Laat de philanthroop alles doen wat hij vermag, om het lot van armen en ongelukkigen te verbeteren, laat hij werkplaatsen oprichten, waarin de wreed misdeelde onzer maatschappij meer dan brood en huisvesting, waarin hij lust tot werken erlangt en het middel vindt om zich later een onafhankelijke positie van betrekkelijke welvaart te verkrijgen; dat alles is loffelijk en strekt hem tot eer, doch laat zijn liefdadigheid niet den schijn krijgen van hartvochtige policiereglementen, laat zij voor alles de vrijheid van ongelukkigen niet aan banden leggen; - gelijk door de echt philanthropische wet op de bedelarij is geschied. Bedelarij kan tot misbruik leiden, doch is geen misbruik, evenmin als de bedelaar, omdat hij aan de deur der rijken een aalmoes vraagt, een boosdoe ner is. Het misbruik mag gestraft, maar nimmer een eeuwenoud gebruik, dat in zich zelf niets ongeoorloofds bevat, door wettelijke bepalingen worden uitgeroeid. Kristelijke liefdadigheid, die den arme vergunt de ondersteuning van zijn met aardsche goederen bedeelden natuurgenoot in te roepen, kan nooit door liberale philanthropie worden vervangen.
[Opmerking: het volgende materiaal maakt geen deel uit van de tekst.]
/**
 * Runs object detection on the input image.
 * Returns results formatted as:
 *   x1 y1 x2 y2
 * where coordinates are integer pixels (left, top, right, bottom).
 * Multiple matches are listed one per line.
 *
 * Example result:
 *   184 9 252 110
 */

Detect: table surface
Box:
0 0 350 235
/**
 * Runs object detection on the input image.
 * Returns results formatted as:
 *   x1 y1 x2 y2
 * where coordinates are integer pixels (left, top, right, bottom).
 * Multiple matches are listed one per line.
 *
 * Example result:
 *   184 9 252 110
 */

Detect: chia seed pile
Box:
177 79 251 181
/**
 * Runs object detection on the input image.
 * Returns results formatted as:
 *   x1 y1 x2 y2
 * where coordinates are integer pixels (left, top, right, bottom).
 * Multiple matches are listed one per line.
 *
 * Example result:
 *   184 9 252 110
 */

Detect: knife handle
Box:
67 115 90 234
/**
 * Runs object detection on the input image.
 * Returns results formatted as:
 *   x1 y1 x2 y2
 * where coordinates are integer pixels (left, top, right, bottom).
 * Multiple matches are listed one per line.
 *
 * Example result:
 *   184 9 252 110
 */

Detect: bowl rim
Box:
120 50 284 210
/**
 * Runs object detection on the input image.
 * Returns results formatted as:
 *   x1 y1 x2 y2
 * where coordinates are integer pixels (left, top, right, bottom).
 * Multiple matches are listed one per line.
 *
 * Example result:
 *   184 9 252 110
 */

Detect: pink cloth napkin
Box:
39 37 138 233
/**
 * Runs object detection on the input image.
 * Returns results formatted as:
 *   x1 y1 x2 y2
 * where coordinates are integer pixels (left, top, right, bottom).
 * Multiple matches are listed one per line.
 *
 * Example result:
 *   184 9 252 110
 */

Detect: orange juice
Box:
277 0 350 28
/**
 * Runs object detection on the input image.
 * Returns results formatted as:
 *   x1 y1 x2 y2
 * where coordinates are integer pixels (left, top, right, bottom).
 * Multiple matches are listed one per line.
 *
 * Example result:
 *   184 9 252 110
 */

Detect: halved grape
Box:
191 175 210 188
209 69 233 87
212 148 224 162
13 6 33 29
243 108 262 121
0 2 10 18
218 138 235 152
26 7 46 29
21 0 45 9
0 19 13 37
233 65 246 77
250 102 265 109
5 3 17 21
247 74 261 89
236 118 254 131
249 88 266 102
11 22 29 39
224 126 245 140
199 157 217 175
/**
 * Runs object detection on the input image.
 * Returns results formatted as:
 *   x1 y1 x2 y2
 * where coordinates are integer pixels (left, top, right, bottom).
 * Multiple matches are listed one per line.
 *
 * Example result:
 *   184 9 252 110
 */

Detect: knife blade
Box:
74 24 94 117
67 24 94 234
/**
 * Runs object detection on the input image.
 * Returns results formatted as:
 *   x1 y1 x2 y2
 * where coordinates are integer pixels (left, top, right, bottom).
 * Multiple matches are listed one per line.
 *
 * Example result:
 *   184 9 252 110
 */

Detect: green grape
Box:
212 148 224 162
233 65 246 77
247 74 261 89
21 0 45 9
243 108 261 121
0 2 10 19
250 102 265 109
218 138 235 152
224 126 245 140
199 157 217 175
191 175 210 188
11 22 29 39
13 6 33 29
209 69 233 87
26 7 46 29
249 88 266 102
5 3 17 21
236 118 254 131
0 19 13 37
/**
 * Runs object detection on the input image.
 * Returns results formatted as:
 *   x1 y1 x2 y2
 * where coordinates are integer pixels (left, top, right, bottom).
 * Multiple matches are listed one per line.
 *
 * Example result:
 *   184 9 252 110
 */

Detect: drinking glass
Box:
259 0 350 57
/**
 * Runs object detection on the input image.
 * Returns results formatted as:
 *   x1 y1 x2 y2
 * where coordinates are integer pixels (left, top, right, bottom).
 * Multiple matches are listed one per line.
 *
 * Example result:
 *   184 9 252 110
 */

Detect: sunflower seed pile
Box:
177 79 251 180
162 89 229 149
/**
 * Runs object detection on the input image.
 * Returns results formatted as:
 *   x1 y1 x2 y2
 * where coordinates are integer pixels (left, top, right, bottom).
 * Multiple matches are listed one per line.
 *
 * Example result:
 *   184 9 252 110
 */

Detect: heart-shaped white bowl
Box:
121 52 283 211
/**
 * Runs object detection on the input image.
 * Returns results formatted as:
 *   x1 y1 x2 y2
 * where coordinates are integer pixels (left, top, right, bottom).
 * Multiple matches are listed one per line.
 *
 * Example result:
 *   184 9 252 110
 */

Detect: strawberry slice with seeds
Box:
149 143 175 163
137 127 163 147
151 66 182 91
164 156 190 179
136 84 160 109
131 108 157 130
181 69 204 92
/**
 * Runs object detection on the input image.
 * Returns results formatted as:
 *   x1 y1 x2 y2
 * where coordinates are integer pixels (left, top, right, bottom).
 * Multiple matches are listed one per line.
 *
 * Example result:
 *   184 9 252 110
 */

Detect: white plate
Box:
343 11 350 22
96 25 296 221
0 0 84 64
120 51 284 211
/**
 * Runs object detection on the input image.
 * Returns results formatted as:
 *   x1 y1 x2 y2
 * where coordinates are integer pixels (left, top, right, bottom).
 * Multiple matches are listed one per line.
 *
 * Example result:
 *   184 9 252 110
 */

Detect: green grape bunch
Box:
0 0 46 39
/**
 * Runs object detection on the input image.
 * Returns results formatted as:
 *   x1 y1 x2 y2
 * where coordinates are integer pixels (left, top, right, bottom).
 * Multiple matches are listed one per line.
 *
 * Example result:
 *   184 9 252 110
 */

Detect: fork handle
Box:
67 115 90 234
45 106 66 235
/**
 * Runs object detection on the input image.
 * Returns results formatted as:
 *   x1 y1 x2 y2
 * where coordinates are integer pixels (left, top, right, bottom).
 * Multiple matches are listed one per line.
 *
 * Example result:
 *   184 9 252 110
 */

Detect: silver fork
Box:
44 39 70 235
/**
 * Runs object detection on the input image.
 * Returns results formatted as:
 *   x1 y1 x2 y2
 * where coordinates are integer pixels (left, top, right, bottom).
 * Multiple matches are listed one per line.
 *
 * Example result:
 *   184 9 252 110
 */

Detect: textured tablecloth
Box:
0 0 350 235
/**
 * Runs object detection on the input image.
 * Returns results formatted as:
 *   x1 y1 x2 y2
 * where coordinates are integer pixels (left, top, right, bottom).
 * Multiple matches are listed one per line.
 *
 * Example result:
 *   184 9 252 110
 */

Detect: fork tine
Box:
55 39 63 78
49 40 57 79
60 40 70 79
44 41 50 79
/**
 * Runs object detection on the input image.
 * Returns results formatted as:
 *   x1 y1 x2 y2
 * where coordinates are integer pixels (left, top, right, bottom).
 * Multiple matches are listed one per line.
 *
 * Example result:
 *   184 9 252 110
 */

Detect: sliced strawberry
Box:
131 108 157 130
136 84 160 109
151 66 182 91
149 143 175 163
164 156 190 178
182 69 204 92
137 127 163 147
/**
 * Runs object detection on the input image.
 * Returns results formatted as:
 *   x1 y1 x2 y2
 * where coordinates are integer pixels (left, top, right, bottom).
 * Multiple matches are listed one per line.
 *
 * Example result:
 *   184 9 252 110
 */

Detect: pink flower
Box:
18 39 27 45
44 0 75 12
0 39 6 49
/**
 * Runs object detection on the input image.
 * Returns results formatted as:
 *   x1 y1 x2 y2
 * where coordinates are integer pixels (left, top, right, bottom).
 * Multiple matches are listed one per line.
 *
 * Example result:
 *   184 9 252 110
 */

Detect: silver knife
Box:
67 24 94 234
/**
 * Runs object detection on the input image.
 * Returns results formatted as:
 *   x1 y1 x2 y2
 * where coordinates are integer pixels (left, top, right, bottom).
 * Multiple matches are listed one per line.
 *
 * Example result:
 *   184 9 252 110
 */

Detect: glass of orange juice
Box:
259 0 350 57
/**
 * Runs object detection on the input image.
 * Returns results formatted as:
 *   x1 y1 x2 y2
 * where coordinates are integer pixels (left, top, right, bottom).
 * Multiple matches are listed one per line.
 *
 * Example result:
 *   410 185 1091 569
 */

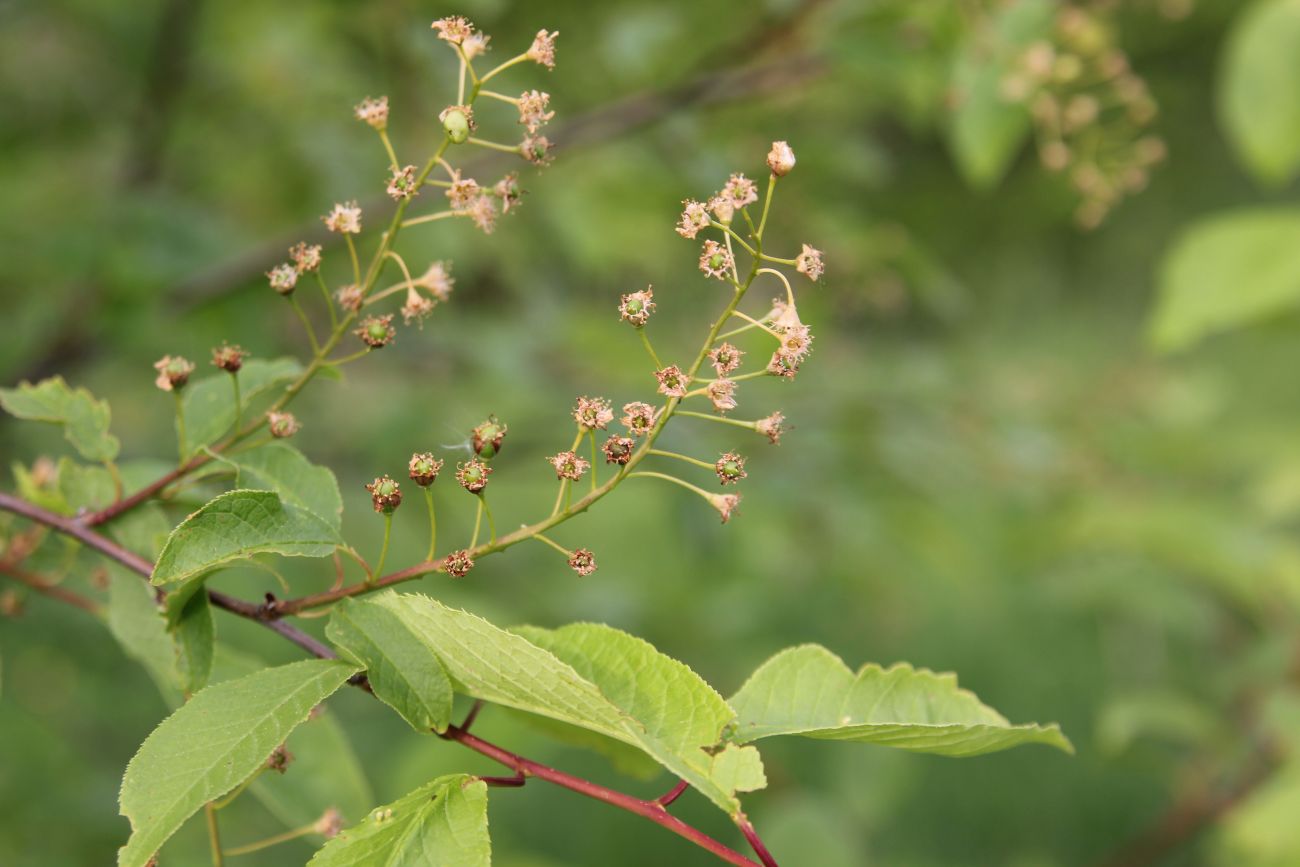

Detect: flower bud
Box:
623 400 659 437
153 355 194 391
289 240 321 274
794 244 826 282
469 416 507 460
212 343 248 373
365 476 402 515
442 551 475 578
602 435 636 467
573 396 614 430
267 412 300 439
654 364 688 398
767 142 794 178
352 313 397 350
267 263 298 295
714 451 748 485
387 165 420 201
407 451 442 487
352 96 389 131
569 549 595 577
456 458 491 494
619 286 654 328
438 105 473 144
699 240 732 279
546 451 592 482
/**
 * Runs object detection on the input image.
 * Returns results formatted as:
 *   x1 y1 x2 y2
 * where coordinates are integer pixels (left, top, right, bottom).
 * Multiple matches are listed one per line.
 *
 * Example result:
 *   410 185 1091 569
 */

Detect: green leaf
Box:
308 773 491 867
220 442 343 530
335 593 757 812
949 0 1056 188
731 645 1074 757
248 710 374 842
107 564 181 707
0 377 120 461
185 359 303 452
1218 0 1300 186
1152 208 1300 350
168 582 217 694
325 599 452 733
515 623 763 812
151 490 343 585
117 659 356 867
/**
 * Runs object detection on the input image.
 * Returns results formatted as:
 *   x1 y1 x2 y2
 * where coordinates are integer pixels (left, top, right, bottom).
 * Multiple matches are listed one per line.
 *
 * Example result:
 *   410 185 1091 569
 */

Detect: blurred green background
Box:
0 0 1300 867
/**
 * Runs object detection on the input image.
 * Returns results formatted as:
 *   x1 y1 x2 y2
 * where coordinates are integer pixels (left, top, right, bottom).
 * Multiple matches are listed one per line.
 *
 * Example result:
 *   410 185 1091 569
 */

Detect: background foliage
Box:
0 0 1300 867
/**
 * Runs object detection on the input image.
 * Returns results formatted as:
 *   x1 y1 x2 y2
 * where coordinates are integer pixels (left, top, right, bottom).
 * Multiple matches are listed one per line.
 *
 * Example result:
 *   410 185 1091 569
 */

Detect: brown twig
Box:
0 493 776 867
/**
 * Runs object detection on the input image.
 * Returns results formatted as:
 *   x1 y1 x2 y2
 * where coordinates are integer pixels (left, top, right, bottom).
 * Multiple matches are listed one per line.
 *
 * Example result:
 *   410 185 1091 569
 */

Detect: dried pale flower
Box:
312 807 343 840
677 199 709 239
546 451 592 482
430 16 475 45
524 30 560 69
460 32 491 60
352 313 398 350
289 240 321 274
519 90 555 133
387 165 420 201
153 355 194 391
573 396 614 430
654 364 689 398
781 325 813 361
767 142 794 178
442 551 475 578
767 350 800 380
794 244 826 281
719 173 758 211
267 263 298 295
754 411 785 446
699 240 732 279
456 458 491 494
267 412 302 439
334 283 365 313
619 286 654 328
407 451 442 487
569 549 595 577
465 194 497 235
709 343 745 377
415 261 456 302
709 195 736 225
447 172 480 211
519 135 551 165
705 380 736 412
491 172 524 213
709 494 740 524
352 96 389 131
321 201 361 235
469 416 510 460
623 400 659 437
212 343 248 373
365 476 402 515
402 286 433 328
714 451 748 485
601 435 636 467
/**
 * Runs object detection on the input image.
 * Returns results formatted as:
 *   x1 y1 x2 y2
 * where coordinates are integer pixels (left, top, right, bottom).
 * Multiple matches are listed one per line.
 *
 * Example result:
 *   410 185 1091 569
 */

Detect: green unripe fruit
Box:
442 109 469 144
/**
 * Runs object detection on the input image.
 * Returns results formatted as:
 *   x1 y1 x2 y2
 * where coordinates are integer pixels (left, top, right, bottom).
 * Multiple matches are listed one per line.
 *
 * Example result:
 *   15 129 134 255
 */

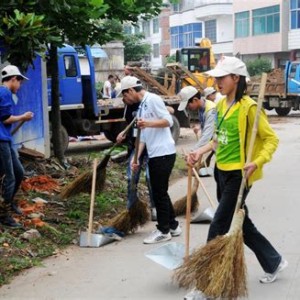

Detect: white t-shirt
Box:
137 92 176 158
103 80 112 98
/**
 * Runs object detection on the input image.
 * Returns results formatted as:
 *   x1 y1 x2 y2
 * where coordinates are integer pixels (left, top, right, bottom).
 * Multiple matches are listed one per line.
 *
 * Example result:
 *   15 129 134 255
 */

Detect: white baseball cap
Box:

Wij schreven bovenstaande regelen naar aanleiding van de voortreffelijke schilderij van den franschen schilder Bastien Lepage, voorstellende een bedelaar. Gemeld schilderstuk, waarvan nevensgaande gravure ons een even juist als schoon uitgevoerde afbeelding verschaft, prijkte in het Parijsche salon van dit jaar en werd door bevoegde beoordeelaars ten hoogste geprezen. In ons land zou dien bedelaar misschien weinig eer en roem ingeoogst hebben, om dat het de type is van een door het belgische staatsbestuur veroordeelde voIksklasse, - niet aldus in Frankrijk en in andere groote europeesche Staten, waar de bedelarij nog niet onder de termen eener strafwet valt.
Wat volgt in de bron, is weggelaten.